3D radiotherapy dose prediction on head and neck cancer patients with a hierarchically densely connected U-net deep learning architecture

计算机科学 放射治疗计划 头颈部 头颈部癌 放射治疗 核医学 医学 内科学 外科
作者
Dan Nguyen,Xun Jia,David J. Sher,Mu-Han Lin,Zohaib Iqbal,Hui Liu,Steve Jiang
出处
期刊:Physics in Medicine and Biology [IOP Publishing]
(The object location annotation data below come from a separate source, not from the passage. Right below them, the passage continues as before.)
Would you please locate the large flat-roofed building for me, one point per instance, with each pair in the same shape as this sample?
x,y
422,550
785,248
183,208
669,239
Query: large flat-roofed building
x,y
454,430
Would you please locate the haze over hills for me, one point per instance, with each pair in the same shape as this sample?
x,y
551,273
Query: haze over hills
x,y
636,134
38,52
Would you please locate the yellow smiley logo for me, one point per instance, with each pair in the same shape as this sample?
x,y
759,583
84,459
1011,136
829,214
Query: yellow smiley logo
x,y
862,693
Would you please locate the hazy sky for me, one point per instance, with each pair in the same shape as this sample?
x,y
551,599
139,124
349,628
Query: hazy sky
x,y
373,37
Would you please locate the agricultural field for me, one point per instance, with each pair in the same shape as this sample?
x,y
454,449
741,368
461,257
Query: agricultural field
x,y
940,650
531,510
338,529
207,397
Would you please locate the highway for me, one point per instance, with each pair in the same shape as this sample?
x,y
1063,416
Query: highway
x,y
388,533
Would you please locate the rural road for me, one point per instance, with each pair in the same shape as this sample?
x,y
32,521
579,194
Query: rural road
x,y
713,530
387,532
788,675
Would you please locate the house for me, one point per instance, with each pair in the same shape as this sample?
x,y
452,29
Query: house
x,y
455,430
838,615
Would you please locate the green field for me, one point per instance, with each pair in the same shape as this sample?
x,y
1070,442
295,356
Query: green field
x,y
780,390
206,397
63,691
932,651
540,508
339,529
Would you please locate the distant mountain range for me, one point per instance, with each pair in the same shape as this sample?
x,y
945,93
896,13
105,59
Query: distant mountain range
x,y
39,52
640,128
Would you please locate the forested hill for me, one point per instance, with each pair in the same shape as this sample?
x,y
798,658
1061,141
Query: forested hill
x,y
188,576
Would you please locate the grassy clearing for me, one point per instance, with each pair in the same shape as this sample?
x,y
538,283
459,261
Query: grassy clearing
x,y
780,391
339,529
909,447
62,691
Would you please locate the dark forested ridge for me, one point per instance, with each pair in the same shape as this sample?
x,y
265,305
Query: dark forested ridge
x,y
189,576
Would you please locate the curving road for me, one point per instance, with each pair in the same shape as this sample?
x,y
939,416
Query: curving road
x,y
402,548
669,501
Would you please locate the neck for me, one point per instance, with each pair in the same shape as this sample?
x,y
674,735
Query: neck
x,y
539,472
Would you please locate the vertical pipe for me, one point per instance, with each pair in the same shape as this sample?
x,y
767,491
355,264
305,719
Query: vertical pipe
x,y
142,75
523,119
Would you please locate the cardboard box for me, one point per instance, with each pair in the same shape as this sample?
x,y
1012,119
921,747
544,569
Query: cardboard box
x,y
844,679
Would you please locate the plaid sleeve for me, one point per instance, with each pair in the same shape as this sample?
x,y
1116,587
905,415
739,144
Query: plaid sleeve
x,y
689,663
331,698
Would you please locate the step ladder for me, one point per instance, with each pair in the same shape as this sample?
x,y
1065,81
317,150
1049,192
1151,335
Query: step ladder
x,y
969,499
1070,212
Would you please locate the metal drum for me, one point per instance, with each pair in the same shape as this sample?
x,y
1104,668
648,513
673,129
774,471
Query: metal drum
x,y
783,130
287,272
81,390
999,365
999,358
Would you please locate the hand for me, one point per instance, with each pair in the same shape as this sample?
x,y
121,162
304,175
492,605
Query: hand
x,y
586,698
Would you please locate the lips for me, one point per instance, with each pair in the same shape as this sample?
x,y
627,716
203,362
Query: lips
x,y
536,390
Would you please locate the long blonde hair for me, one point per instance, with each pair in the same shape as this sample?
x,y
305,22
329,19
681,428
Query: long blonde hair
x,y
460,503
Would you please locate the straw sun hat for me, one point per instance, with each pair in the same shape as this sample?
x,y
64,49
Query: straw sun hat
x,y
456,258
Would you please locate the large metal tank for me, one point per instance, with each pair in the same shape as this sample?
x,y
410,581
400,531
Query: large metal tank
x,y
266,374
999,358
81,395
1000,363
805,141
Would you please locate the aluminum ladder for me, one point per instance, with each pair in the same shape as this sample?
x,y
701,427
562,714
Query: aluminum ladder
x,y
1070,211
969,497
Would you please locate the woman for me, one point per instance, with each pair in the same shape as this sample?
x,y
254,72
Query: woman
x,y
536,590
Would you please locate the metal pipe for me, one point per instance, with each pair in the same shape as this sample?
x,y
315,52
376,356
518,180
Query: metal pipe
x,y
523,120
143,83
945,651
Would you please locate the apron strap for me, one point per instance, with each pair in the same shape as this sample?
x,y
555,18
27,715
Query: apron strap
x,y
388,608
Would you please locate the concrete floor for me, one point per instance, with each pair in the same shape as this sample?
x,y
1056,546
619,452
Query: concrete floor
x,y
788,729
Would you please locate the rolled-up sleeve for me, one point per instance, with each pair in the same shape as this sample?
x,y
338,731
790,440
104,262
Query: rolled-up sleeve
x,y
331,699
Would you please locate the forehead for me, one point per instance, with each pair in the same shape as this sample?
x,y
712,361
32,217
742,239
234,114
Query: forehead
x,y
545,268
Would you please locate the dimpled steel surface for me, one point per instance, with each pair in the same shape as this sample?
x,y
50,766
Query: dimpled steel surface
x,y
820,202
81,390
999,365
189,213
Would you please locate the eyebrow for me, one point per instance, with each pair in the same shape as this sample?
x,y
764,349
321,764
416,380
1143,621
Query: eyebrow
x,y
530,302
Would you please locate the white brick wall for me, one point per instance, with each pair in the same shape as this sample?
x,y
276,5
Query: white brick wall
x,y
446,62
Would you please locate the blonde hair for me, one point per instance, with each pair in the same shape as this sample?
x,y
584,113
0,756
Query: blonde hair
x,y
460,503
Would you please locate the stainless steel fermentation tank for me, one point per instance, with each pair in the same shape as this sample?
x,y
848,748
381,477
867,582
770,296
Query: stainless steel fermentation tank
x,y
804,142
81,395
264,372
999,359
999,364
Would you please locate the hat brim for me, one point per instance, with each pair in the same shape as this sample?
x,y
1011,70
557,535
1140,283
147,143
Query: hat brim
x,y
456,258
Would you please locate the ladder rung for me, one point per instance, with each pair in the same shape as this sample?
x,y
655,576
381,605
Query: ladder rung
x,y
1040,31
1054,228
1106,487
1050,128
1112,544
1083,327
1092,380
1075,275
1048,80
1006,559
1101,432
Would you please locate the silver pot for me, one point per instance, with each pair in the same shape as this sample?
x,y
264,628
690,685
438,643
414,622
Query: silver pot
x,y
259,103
卷期号:64 (6): 065020-065020 被引量:315
标识
DOI:10.1088/1361-6560/ab039b
摘要

The treatment planning process for patients with head and neck (H&N) cancer is regarded as one of the most complicated due to large target volume, multiple prescription dose levels, and many radiation-sensitive critical structures near the target. Treatment planning for this site requires a high level of human expertise and a tremendous amount of effort to produce personalized high quality plans, taking as long as a week, which deteriorates the chances of tumor control and patient survival. To solve this problem, we propose to investigate a deep learning-based dose prediction model, Hierarchically Densely Connected U-net, based on two highly popular network architectures: U-net and DenseNet. We find that this new architecture is able to accurately and efficiently predict the dose distribution, outperforming the other two models, the Standard U-net and DenseNet, in homogeneity, dose conformity, and dose coverage on the test data. Averaging across all organs at risk, our proposed model is capable of predicting the organ-at-risk max dose within 6.3% and mean dose within 5.1% of the prescription dose on the test data. The other models, the Standard U-net and DenseNet, performed worse, having an averaged organ-at-risk max dose prediction error of 8.2% and 9.3%, respectively, and averaged mean dose prediction error of 6.4% and 6.8%, respectively. In addition, our proposed model used 12 times less trainable parameters than the Standard U-net, and predicted the patient dose 4 times faster than DenseNet.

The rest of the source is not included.